Cleveland +2 at Houston
Houston is favored in this game? Really?
Miami +2 1/2 at New Orleans (Baton Rouge)
Let me get this straight...St. Louis didn't have its Head Coach, starting quarterback, its two best wide recievers, and its two best defensive linemen...and the Saints still lost that game? Are you saying that Miami isn't better than the Rams' B Team? I'm confused.
Jacksonville Pick'em at St. Louis
See above. The Jags aren't the Saints.
Kansas City +6 at San Diego
Apparently Vegas still believes in Shittenheimer, no matter what happened in Philadelphia last week. When Lamar Hunt gets all cut down on Old Granddad bourbon, he slurs the name "Shittenheimer" into the PA system out at Arrowhead in the middle of the night. And why not? It's his joint, and he had to put up with nearly ten years of the worst kind of failure. LaDainlian Tomlinson might get 200 yards on Sunday, but the Chiefs will win this game, probably by at least two touchdowns.
Tampa Bay -11 1/2 at San Francisco
No one who lives within 100 miles of San Francisco calls it "San Fran" or "Frisco." If you do that, stop it, it marks you as a rube, and to anyone who lives out there, both names are like fingernails on a chalkboard. San Francisco is simply known as "The City" to the locals, or buy its fully qualified domain name, San Francisco. Tampa Bay is going to destroy the Niners.

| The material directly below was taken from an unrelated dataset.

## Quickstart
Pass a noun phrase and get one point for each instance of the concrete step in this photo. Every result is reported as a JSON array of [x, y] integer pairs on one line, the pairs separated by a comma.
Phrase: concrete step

Philadelphia +3 1/2 at Denver
Denver this, Denver that. Mike Shanahan is still shitting blood over that Eli Manning gut punch last week. He's going to do everything in his power to prevent that from happening this week, instead of focusing his team on proactively winning this game. Eagles in a walk.
Buffalo +8 1/2 at New England
I'm bored with the Patriots without actively hating them. Kind of like how I feel about Brad Paisley. Buffalo is the food in this game...you know those info-mercials with kitchen gadgets that have razor sharp blades that go through cement-hard foods like turnips, like they aren't even there? Right.
Baltimore +10 at Pittsburgh
Until he loses, betting against him is a fool's errand, especially with Ray Lewis hurt.